Das unglaubwürdigste Argument der Welt.
Ich habe es bisher immer nur aus dem Mund von Männern gehört: man müsse doch sein Auto im Grenzbereich kennen, damit man es in Gefahrensituationen beherrschen kann.

Bullshit.
Damit man im Stress einer Gefahrensituation wirklich die richtige Reaktion zeigt, müsste man so viel Grenzbereichssituationen üben, und zwar laufend, dass man seine Berufstätigkeit an den Nagel hängen könnte.
Es irgendwann mal an einem Wochenende zu tun, und sich dabei wild und lebendig zu fühlen, reicht schlicht nicht aus.
Denn die Gefahr kommt ja nicht unmittelbar danach.

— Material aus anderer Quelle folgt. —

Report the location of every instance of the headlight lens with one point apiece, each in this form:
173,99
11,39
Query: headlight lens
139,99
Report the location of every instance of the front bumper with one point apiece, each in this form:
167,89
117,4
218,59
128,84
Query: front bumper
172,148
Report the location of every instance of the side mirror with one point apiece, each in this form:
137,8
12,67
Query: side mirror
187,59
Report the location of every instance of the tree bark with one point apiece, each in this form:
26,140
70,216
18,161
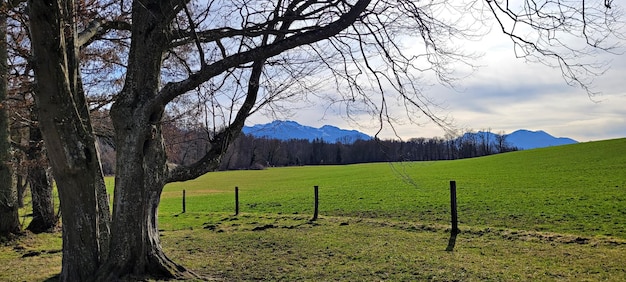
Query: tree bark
9,218
141,161
70,142
44,218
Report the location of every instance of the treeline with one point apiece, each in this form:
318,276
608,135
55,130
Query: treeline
249,152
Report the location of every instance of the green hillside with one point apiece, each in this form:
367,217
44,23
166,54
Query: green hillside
575,189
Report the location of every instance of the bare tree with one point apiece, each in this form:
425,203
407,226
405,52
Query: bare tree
9,220
243,57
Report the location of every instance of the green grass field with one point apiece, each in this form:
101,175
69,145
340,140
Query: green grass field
547,214
576,189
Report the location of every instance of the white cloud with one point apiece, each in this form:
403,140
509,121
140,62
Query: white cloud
507,94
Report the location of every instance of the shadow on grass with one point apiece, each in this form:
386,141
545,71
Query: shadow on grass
451,242
54,278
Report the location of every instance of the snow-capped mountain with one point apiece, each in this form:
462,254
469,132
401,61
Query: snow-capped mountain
286,130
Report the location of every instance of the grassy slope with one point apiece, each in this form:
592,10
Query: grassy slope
375,225
576,189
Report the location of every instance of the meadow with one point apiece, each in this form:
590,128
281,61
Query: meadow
547,214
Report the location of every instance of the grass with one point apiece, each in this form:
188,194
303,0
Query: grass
547,214
575,189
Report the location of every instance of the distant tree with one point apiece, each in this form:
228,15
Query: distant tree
242,57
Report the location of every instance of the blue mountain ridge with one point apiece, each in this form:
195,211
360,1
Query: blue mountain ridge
287,130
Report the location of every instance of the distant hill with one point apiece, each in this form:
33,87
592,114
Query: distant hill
524,139
287,130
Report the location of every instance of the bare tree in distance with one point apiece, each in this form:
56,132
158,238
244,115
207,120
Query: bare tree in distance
242,57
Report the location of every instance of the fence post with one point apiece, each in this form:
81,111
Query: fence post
453,208
184,204
316,211
236,200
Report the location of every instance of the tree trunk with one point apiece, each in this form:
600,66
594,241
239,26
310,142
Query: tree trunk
70,142
44,218
140,161
9,218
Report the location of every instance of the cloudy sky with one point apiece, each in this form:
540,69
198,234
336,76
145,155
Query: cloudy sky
507,94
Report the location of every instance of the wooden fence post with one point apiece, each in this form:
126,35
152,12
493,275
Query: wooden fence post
184,204
316,211
236,200
453,208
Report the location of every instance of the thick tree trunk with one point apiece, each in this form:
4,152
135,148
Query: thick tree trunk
70,142
9,218
44,218
140,156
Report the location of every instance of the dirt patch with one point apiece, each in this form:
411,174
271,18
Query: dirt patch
192,192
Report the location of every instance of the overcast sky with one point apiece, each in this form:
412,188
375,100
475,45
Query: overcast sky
507,94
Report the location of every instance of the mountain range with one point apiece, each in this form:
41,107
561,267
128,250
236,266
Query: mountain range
286,130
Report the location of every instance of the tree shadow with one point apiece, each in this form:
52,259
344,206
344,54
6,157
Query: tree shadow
54,278
451,241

Sondern hoffentlich nie oder erst viel später.

Und überhaupt das Wort „Grenzbereich“!
Da kriegen die Jungs schon leuchtende Augen. Grenzbereich ist cool, da ist man ein echter Kerl!
Ich will da gar nicht hin.
Mein Porsche und mein Leben sind mir lieb und teuer und meine Coolness beweise ich weder mir, noch der Welt  im Auto.

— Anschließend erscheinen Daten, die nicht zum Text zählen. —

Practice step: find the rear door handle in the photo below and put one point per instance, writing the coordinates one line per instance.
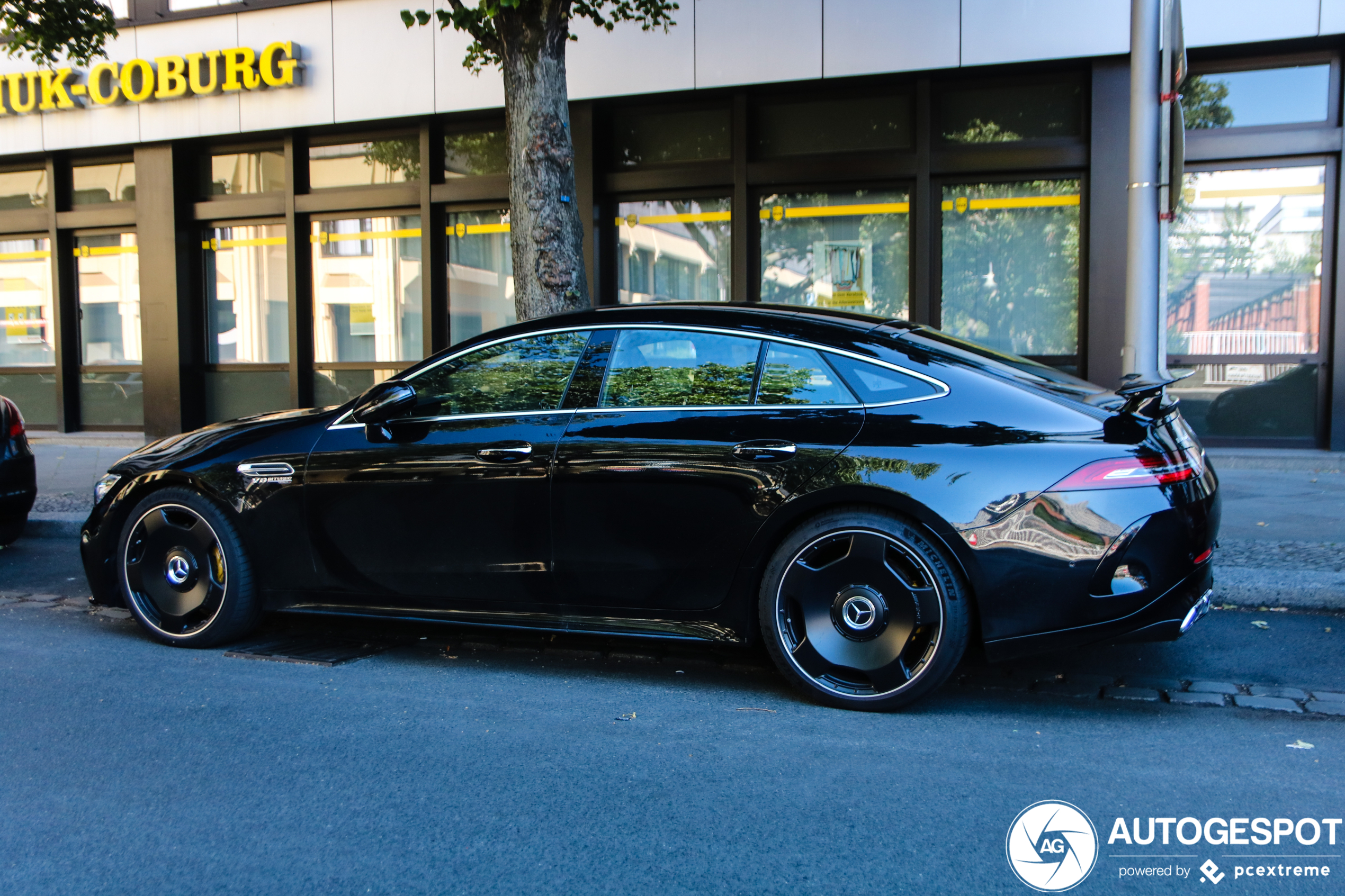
(764, 450)
(506, 452)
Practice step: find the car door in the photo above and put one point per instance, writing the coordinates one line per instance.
(449, 504)
(677, 456)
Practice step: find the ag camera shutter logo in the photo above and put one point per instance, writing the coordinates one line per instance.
(1052, 847)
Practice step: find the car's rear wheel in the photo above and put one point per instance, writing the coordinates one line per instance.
(864, 610)
(185, 574)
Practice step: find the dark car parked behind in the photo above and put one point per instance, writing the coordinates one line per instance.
(867, 495)
(18, 475)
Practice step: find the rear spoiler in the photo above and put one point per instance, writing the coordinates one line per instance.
(1145, 394)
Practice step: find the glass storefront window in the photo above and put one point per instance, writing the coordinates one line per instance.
(833, 125)
(35, 394)
(113, 183)
(483, 152)
(23, 190)
(26, 303)
(650, 138)
(247, 173)
(481, 273)
(112, 398)
(247, 295)
(1261, 97)
(367, 289)
(676, 250)
(1250, 401)
(380, 161)
(110, 298)
(1244, 263)
(243, 393)
(837, 250)
(1010, 113)
(1010, 265)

Ich besitze einen Motorradführerschein, und um diesen zu erwerben, übt man Bremsmannöver immer arg nah am Blockieren der Bremsen. Beim Motorrad macht es Sinn, dort liegt die maximale Bremskraft kurz vor dem Punkt, an dem die Bremse blockiert. Und man kommt im Alltag diesem Punkt oft auch nahe.
Das ist beim Porsche aber anders.

Was ist also los mit all den Männern, die auf beregneten Plätzen ihre Autos schnell im Kreis bewegen, oder versuchen möglichst flott um Plastikpinöppel zu kurven?
Ist deren Porschefahrerleben wirklich so viel riskanter als meins?

Natürlich nicht.

Sicher macht es Spaß, seine Fahrtechnik zu schulen. Und es macht stolz, sein Fahrzeug gut zu beherrschen. Aber dabei geht es um etwas völlig anderes als um die Vorbereitung auf den echten Straßenverkehr.

Diese Herren sind „sensation seeker“. So werden Menschen in der Psychologie bezeichnet, die immer nach neuen Reizen suchen. Und zu 70% ist dieser Persönlichkeitszug angeboren.
Sensation seeker suchen körperlich riskante Aktivitäten, mögen einen unkonventionellen Lebensstil, streben nach sozialen Stimulationen und sind anfällig für Langeweile.

Nicht überraschend, dass mein geliebter Seelenbruder auf seinem Whatsapp-Profilfoto gerade mit einer Crossmaschine durch die Luft fliegt.

Ganz fremd ist mir ein solches Persönlichkeitsprofil nicht, aber meine Ängstlichkeit schiebt einen dicken Riegel vor körperlich riskante Aktivitäten.

Da mein mir manchmal so fremder Bruder im Geiste sich durch all meine Einwände nicht davon abbringen lässt, verbleiben wir so, dass er sich meldet, wenn er mit dem Driften fertig ist, so dass ich aufhören kann, mir Sorgen zu machen.

Wie das seine Frau aushält, ist mir absolut schleierhaft. Klar, sie kennt ihn nicht anders und hat ihn so geheiratet, aber mich würde ein so wilder Mann in den Wahnsinn treiben.

Jetzt pass verdammt nochmal auf Dich und den Porsche auf, Bruder!